Speed of deployment and rapid demand response functions at grid-scale has seen California embrace battery energy storage systems in the face of potential blackouts.
Just over a year since a gas leak in the Aliso Canyon region of the US state utility Southern California Edison (SCE) has been busy tendering projects to tackle the threat of blackouts in the area.
Three of four firms have gone on-line in the past fortnight using lithium-ion batteries to reach a combined 42MW of capacity.
The most high profile would arguable be the Southern California Edison’s Mira Loma Substation in Ontario, which is powered by 20MW of Tesla supplied lithium-ion batteries.
The system contains 400 modular ‘power packs’, each containing 16 lithium pods.
But the real eye-opening statistic is the speed it was deployed, the whole system was built in just 88 days.

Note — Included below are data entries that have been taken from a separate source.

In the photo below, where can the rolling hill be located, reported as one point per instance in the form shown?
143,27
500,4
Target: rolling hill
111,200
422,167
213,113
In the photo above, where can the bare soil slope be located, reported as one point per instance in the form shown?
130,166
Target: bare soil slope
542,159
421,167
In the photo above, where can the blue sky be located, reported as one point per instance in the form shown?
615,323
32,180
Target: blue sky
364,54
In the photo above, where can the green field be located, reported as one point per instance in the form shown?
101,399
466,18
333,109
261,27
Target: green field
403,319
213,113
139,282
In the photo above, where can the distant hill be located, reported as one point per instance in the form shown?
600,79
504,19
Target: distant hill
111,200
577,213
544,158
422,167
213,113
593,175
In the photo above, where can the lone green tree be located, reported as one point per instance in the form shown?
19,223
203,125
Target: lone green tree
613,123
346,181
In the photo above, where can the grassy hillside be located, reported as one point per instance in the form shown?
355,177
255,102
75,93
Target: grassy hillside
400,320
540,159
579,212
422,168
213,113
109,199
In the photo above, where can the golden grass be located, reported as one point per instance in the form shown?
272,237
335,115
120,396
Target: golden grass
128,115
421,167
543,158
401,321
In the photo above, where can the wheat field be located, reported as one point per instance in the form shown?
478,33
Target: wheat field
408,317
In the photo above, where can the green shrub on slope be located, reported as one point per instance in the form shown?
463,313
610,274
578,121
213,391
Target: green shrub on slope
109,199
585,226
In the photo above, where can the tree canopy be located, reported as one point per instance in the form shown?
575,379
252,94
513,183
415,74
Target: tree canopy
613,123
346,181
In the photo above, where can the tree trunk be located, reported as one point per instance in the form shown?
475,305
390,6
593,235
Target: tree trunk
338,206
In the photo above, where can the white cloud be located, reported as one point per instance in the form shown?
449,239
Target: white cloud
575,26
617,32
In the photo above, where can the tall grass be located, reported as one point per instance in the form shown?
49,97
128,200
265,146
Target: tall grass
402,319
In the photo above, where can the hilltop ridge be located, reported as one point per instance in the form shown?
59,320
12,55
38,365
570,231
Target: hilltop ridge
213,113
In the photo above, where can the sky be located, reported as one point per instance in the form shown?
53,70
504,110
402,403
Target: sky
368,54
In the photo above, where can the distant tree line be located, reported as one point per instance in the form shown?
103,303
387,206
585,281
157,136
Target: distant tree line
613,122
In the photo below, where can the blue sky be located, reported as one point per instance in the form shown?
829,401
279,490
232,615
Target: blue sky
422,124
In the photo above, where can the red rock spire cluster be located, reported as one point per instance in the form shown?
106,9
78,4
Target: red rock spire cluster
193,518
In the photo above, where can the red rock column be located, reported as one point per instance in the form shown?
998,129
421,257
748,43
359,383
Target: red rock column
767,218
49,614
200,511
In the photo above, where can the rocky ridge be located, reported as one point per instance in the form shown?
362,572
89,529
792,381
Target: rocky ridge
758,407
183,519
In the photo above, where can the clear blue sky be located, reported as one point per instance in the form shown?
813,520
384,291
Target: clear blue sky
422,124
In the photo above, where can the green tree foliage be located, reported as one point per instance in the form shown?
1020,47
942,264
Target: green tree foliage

The other 20MW system was opened by utility AltaGas Ltd. The Pomona Energy Storage Facility is based at its existing facility in the East Los Angeles Basin of Southern California.
AltaGas completed construction of the lithium-ion battery system in less than four months.
David Harris, President and CEO of AltaGas, said: “Providing energy from electricity stored in lithium-ion batteries provides clean reliable energy that complements California’s renewable energy portfolio while adding to the versatility of our asset base which is well situated for pursuing other energy storage developments.”
In August 2016, AltaGas’ subsidiary, AltaGas Pomona Energy Storage Inc., signed a 10-year Energy Storage Resource Adequacy Purchase Agreement with Southern California Edison for the facility.
AltaGas will provide SCE with 20MW of resource adequacy capacity for a continuous four hour period. Commercial operations of the Facility under the terms of the ESA began on December 31, 2016.
Meanwhile, battery ESS firm Powin Energy was announcing its 2MW/8MWh system in Irvine, California was officially on-line.
The ESS, which was developed, manufactured, installed and commissioned will provide grid support services, including peak demand requirements, for SCE
The storage system consists of more that 2,400 battery packs, each containing 3.7 kWh of lithium iron phosphate prismatic modules. Eaton provided the power converter, transformers, and switchgear.
“The natural gas and resulting capacity shortages due to the Aliso Canyon emergency shutdown necessitated that we bring this project online by the end of 2016, ” said Geoff Brown, president of Powin Energy.
The third SCE project, a 5MW lithium-in ESS from developer Western Grid, is yet to come online. This contract is only for a three-year term, rather than the 10-year terms for the first two.
By early 2017, utilities SCE and San Diego Gas & Electric, the two Southern California utilities tasked with dealing with the Aliso Canyon crises, is expected to bring 104.5MW of new energy storage capacity online.
According to Ravi Manghani, director of energy storage at GTM Research it will be one of the largest and fastest deployments of clean energy technology in history.